Studies show lead poisoning is more prevalent in kids who live in older homes and rural areas, with lower access to healthcare. Race and ethnicity are factors as well, along with poverty.
“Good nutrition can actually fight lead poisoning but undernourished children have a more difficult time,” said Christy Kuriatnyk, director of the state Department of Public Health’s Georgia Healthy Homes and Lead Poisoning Prevention Program.
State Rep. Katie Dempsey, R-Rome, is chairing the House Study Committee on Childhood Lead Exposure. The first meeting was Sept. 2 and the next is scheduled for Monday.
Dempsey said during the initial meeting that the committee will take testimony twice more in October and may meet a fifth time to finalize recommendations for action during the 2022 legislative session.
The state needs to bring its standards for intervention in line with new guidance from the Centers for Disease Control.
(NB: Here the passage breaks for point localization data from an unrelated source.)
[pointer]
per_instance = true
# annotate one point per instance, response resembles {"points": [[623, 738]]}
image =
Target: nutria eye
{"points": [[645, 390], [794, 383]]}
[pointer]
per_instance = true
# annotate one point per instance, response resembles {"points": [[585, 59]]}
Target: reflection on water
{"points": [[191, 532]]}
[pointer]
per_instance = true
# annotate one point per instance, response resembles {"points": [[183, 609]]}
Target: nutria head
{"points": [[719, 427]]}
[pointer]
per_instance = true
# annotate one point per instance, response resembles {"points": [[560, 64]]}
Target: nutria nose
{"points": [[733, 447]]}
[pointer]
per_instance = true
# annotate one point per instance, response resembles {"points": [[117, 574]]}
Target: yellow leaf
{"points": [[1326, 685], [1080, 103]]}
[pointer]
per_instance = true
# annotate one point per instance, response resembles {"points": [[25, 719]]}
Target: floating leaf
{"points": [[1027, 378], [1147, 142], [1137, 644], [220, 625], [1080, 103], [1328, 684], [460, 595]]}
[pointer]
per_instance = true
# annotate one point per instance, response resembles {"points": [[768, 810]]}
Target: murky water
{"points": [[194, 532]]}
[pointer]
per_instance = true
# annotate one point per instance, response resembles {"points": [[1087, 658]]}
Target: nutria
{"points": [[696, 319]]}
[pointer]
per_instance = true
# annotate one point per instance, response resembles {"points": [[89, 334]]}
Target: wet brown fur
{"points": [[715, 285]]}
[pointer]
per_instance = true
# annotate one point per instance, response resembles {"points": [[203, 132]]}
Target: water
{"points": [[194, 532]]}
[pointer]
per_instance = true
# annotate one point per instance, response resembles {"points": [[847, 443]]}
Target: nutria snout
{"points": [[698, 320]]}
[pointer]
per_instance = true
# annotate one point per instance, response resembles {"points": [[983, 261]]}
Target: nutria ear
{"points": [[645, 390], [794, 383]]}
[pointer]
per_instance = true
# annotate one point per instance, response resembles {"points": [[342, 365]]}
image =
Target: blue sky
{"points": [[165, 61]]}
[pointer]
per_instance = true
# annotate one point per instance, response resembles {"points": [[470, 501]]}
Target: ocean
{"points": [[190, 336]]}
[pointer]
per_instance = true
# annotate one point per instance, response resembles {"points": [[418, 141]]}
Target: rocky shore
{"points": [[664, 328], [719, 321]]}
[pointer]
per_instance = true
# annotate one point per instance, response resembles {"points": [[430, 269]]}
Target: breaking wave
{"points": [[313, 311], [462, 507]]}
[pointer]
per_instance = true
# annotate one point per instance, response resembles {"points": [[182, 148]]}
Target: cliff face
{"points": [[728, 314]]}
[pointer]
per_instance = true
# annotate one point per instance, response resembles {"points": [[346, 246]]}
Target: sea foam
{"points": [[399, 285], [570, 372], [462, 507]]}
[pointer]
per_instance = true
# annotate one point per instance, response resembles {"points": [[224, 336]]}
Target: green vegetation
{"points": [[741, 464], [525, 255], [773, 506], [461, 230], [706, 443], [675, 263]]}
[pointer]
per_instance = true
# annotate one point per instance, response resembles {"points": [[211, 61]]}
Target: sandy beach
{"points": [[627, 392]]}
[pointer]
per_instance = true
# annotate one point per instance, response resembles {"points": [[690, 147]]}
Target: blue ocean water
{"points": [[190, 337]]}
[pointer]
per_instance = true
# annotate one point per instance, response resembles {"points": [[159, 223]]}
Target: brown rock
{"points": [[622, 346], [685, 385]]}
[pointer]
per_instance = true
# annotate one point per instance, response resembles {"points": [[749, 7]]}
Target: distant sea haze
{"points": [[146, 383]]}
However, Dempsey said DPH Director Dr. Kathleen Toomey has talked to her about digging deeper.
“This has been discussed for a long time ... We need to make sure we’re not missing a population of children that are exposed to these adverse reactions; make sure these really dreadful irreversible conditions are not impacting children.”
The four speakers presented studies showing that early exposure makes young adults more likely to be incarcerated, experience homelessness and require public assistance.
Medical problems such as chronic kidney disease have been tracked — along with attention deficit disorders, hyperactivity and loss of IQ.
Lead exposure alone is not a predictor, but it’s a “significant risk factor,” according to Dr. Robert J. Geller, a professor at Emory University School of Medicine specializing in pediatric medical toxicology and director of the Georgia Poison Center.
While lead causes significant brain damage at very high levels, Geller said, it’s rare now due to efforts to eliminate it from paints, gasoline and other products.
“More common is intellectual impairment at low levels. There is no safe level,” he said.
Prevention, the experts agreed, is the first best step. After that comes individual intervention with various state services. The last resort is chelation therapy to remove heavy metals from the blood. Treatments are expensive and the benefits uncertain.
Geller offered several concrete suggestions he said could make a difference.
A tax break could encourage landlords to renovate homes built before 1978, when lead paint was the popular choice. Lead water pipes also are an issue in older communities and not so easily replaced, but water filters are available.
Results of lead blood level tests must be reported to the DPH, but Geller said calculations indicate some children are falling through the cracks. Parents may skip well-baby checkups and don’t always realize how important it is to take them for bloodwork ordered by pediatricians. The in-office tests available are not accurate.
He said he’d also like to see all women of childbearing age get regularly tested, to catch problems before they become pregnant and pass the lead on to the child.
The committee also heard testimony from Callan Wells, health policy manager for GEEARS: Georgia Early Education Alliance for Ready Students, and Abby Mutic, PhD, director of the Pediatric Environmental Health Specialty Unit at Emory’s Nell Hodgson Woodruff School of Nursing.